Monday, Dec. 20, 1948

Trouble in Mink

As he does every year about this time, bronzed, husky Herbert A. Nieman was grading pelts on his silver fox farm near Hermansville, Mich. But this year pelting was different. Nieman, the biggest U.S. breeder of silver foxes, was almost ready to pelt out of the fox-breeding business for the next few years. Last spring he killed off 15,000 pups; this-season his kill (by electrocution) will be 30,000 more foxes. He will keep a small breeding stock of only 1,250 pairs for next year.

The reason for this year's big kill was a spectacular drop in the price of fox furs. Pelts that brought as much as $32 apiece before the war were selling this fall for as little as $12. Nieman, who figures it costs him about $30 to raise a fox to maturity, stood to lose $18 on each pelt he sold this year.

Many other fox breeders, including his brother-in-law, had switched their farms to mink, but Nieman did not think the shift worthwhile. Though mink are cheaper to raise (their feed costs from $10 to $14 a year), Herb Nieman thinks that mink will soon be overproduced, too. And mink raisers, who were getting as little as $11 a pelt (as against $20 last year), were wondering whether they will meet costs.

The -slump is not only in high-priced furs. In the Louisiana bayou country, where trappers sold $11 million worth of muskrat, raccoon, opossum and other cheap furs last year, there were few buyers as the 1948 trapping season opened. Fur dealers were still loaded up with last year's skins.
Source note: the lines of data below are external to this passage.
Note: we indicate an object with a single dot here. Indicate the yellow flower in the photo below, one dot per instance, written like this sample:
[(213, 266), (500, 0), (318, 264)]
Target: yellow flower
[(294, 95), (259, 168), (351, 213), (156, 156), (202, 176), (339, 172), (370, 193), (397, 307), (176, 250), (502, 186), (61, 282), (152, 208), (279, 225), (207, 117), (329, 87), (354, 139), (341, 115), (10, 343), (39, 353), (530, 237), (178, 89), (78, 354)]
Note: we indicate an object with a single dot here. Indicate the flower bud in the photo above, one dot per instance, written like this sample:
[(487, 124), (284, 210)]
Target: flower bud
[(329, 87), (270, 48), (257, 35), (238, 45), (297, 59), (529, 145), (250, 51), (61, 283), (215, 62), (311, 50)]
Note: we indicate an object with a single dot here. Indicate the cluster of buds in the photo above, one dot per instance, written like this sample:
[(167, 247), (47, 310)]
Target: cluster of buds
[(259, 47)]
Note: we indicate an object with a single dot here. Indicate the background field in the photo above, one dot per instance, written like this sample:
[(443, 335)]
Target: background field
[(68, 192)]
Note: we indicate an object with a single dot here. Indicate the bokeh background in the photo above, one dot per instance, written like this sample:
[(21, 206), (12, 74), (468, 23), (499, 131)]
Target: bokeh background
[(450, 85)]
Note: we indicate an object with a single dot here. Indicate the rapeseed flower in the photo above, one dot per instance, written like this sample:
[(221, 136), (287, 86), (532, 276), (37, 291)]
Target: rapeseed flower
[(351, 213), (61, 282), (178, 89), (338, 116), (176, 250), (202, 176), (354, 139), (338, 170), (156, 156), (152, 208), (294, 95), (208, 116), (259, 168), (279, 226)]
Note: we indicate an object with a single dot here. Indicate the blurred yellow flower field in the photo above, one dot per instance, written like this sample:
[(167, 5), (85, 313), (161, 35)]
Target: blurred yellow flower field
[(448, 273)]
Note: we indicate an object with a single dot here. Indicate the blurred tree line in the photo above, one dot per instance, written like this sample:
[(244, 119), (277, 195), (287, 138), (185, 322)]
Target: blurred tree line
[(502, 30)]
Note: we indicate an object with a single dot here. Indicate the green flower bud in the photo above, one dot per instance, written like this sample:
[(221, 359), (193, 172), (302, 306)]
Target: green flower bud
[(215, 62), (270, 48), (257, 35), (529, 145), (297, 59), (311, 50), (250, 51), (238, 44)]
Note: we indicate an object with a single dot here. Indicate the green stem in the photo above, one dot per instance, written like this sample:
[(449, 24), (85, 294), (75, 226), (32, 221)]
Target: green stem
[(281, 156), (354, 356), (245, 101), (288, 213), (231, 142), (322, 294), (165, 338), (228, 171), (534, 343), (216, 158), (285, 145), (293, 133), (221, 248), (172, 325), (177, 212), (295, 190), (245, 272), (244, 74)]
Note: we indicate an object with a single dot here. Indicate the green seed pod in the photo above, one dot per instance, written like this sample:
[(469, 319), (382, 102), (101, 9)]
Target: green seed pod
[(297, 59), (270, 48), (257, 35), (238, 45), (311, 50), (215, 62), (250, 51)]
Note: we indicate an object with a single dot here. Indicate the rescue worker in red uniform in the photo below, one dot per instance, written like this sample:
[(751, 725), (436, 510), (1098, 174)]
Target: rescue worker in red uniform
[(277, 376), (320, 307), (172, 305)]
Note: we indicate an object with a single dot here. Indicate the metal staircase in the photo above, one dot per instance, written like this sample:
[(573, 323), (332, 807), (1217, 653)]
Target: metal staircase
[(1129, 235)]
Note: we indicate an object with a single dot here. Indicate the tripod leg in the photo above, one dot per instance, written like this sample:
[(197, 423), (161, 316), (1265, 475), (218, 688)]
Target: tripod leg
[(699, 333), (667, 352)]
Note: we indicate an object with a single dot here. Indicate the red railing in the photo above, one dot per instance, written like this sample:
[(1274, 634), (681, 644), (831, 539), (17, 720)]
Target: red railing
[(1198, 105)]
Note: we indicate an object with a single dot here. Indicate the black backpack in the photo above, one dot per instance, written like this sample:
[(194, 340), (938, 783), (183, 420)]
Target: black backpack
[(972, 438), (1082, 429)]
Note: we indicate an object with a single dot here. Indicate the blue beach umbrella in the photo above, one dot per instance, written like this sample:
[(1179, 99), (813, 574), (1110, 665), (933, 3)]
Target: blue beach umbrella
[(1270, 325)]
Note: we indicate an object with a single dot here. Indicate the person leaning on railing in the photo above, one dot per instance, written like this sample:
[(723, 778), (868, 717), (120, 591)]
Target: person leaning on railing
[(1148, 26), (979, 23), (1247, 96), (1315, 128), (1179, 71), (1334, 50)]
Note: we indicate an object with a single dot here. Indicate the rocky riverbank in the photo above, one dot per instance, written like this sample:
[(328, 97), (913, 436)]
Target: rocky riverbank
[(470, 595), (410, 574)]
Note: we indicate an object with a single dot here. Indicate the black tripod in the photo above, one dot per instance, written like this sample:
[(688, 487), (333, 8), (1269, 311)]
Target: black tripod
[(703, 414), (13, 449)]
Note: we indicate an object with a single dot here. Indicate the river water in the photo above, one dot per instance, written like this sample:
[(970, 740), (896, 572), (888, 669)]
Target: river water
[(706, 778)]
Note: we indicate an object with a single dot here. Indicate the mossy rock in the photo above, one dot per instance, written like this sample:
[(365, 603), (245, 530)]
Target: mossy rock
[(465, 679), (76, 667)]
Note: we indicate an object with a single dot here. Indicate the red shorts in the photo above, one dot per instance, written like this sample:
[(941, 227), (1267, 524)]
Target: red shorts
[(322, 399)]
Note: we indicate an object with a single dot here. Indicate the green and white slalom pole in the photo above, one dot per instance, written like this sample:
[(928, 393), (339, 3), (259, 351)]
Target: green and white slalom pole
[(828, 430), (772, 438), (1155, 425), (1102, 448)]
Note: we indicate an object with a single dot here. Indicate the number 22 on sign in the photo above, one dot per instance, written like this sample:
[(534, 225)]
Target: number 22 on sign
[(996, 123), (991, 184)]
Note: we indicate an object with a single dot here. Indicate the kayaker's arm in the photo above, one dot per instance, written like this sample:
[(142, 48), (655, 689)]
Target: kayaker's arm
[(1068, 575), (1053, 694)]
The gloom deepened as the fur auction season started last week in Manhattan. Even in the rarer types (e.g., Silverblumink) only half the pelts offered were sold; in the top quality dark ranch mink, prices were off 30 to 50% from last year.

The breeders' woes were echoed by fur retailers. In a season when fur sales should be booming, business was so slow that retail prices were being cut as much as 50%. One big reason for buyer resistance was the 20% federal tax.

Furriers were digging foxholes for a long bout with the buyers' strike. Manhattan's I. J. Fox, Inc., biggest U.S. fur retailer, canceled plans for four new New York City stores, decided instead to lease fur departments in smaller department stores all over the U.S. By plugging lower-priced furs, the company--like other furriers--hoped to make up in mass sales for the slump in its luxury coats.